Education Secretary Duncan: Too much focus on testing



Pittsburgh Federation of Teachers President Nina Esposito-Visgitis has heard the complaints about standardized testing across the country, just not from U.S. Education Secretary Arne Duncan.

In a blog post Thursday, Mr. Duncan said, “I believe testing issues today are sucking the oxygen out of the room in a lot of schools …”

On Mr. Duncan’s watch, standardized tests have become increasingly important in schools. To apply for federal Race to the Top grants, states had to pledge to use student performance in teacher evaluation.

Now Mr. Duncan says the federal department will allow states to apply to delay the use of student test scores in teacher evaluation by one year.

“We will be working in concert with other educators and leaders to get this right,” said Mr. Duncan.

 Pennsylvania already used such scores as a part of teacher evaluation for 2013-14. State Education Department spokesman Tim Eller said there is no plan to seek a delay, noting the evaluation system is a state law passed by the Legislature.

In his remarks, Mr. Duncan emphasized three points he’s heard from educators: Educators shouldn’t be held accountable during the transition to new tests; standardized tests focus too much on basic skills instead of critical thinking and deeper learning; and testing and test prep take up too much time.

“Testing should never be the main focus of our schools,” he wrote. “Educators work all day to inspire, to intrigue, to know their students — not just in a few subjects, and not just in ’academic’ areas. There’s a whole world of skills that tests can never touch that are vital to students’ success.”

In some places, he said the “sheer quantity” of testing is an issue. “Too much testing can rob school buildings of joy, and cause unnecessary stress. This issue is a priority for us, and we’ll continue to work throughout the fall on efforts to cut back on over-testing.”

But Mr. Duncan hasn’t given up on testing, saying …“let me be clear: Assessment is a vital part of teaching and earning, but it should be one part (and only one part) of how adults hold themselves responsible for students’ progress.” 

He recognized that a “fair chunk” of the responsibility for some of the testing issues “sits with me and my department,” saying he moved forward with a “whole lot of changes simultaneously” because of the urgency to improve education.

Ms. Esposito-Visgitis said she was “delighted” to hear of Mr. Duncan’s remarks, saying he had “finally listened to teachers and parents.”

She said school districts can’t be blamed for the test overload. “It’s what they’ve been directed to do,” she said, citing the state and federal government.

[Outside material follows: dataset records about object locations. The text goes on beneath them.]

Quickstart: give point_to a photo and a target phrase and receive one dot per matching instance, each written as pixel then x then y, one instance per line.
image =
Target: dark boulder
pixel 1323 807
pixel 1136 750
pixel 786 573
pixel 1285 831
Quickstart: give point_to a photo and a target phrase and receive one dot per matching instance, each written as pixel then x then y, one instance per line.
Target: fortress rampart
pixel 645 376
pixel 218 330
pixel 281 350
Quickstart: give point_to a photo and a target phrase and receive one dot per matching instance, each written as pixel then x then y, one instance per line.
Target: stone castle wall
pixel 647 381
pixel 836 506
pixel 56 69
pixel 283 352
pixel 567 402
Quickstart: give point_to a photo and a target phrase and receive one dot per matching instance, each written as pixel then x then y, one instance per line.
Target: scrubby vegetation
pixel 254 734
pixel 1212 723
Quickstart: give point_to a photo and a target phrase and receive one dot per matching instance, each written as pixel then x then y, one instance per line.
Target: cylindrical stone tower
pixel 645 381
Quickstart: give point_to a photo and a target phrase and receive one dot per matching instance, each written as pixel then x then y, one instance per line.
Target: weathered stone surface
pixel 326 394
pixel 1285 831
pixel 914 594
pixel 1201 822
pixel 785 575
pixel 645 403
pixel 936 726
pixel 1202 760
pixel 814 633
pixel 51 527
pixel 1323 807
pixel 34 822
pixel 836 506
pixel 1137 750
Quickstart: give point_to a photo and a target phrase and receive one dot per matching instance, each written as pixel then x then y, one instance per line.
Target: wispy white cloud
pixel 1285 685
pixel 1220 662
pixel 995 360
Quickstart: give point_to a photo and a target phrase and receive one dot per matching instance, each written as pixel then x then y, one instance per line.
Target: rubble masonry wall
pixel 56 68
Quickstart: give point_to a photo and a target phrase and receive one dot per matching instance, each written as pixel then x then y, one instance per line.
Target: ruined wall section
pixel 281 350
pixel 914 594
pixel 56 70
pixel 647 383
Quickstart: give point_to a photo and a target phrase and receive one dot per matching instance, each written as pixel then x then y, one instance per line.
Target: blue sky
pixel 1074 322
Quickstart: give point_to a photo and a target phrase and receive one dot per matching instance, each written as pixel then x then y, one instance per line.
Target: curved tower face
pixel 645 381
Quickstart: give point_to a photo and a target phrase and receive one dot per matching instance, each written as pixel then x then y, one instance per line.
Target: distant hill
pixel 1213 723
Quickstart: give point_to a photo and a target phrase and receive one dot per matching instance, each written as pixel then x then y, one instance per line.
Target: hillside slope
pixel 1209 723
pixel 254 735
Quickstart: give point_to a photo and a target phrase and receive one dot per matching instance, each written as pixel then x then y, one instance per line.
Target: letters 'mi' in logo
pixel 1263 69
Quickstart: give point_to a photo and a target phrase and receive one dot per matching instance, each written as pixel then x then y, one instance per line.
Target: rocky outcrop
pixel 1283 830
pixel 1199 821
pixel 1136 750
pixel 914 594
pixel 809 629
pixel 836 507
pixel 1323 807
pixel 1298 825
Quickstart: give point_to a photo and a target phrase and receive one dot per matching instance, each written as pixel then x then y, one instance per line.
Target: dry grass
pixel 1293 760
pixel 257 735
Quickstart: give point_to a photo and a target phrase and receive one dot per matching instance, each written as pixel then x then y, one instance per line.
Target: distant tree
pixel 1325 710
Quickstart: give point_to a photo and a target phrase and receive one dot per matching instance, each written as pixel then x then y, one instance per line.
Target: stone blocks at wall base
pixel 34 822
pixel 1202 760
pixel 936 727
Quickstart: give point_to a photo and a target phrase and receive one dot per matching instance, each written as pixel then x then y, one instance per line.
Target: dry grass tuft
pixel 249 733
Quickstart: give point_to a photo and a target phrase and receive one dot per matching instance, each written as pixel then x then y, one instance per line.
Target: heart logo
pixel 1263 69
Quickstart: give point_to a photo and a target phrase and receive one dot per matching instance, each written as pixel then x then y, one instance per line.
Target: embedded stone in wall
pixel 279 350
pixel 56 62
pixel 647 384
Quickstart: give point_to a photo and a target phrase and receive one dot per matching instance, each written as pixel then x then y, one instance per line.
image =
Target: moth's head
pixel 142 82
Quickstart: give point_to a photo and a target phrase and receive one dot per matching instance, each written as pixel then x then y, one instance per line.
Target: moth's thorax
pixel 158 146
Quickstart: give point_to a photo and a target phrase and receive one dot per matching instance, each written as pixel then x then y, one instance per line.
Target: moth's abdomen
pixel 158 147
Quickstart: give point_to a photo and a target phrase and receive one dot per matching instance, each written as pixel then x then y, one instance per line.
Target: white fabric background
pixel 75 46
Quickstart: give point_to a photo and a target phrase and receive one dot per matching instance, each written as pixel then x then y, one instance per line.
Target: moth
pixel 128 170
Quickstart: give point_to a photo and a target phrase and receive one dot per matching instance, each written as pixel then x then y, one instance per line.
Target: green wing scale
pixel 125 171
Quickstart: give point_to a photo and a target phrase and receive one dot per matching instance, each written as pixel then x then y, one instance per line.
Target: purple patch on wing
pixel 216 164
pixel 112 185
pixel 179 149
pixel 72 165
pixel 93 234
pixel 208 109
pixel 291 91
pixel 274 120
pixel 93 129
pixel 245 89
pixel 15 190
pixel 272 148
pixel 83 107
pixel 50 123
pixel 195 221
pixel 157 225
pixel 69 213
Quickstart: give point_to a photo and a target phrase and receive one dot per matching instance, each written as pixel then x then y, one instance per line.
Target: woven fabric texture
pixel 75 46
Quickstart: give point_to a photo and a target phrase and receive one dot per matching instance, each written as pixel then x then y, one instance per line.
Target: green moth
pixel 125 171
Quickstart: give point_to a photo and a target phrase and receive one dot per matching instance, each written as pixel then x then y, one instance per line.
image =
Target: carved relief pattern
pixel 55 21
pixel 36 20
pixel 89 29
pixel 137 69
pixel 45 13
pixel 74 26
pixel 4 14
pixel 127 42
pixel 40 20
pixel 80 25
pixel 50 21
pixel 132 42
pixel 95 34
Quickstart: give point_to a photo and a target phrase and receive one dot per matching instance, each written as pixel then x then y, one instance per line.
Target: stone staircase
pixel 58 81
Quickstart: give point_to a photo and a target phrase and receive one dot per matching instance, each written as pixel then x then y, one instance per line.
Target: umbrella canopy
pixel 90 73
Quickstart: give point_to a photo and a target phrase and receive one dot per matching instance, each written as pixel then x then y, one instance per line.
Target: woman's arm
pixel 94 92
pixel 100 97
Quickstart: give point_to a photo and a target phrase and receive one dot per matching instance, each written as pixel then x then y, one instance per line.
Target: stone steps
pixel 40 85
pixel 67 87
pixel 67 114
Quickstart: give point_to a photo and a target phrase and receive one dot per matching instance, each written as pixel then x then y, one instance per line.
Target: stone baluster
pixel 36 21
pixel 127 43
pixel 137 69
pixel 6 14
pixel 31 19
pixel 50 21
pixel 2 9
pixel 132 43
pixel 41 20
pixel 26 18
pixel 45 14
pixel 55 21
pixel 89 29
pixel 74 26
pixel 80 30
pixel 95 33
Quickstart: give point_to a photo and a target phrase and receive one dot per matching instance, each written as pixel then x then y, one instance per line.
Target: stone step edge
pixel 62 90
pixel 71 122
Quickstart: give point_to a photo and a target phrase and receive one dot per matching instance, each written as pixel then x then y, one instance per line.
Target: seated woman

Jessie Ramey, a Point Breeze parent who is author of the blog Yinzercation, said, “I am delighted to have Secretary Duncan talking about the consequences of high stakes testing on our students, but it’s really federal policy that is driving the increase in testing on students.”

If Mr. Duncan is serious about addressing testing issues, she said, “It’s a sea change.”

Mr. Duncan’s remarks can be found at ed.gov/blog.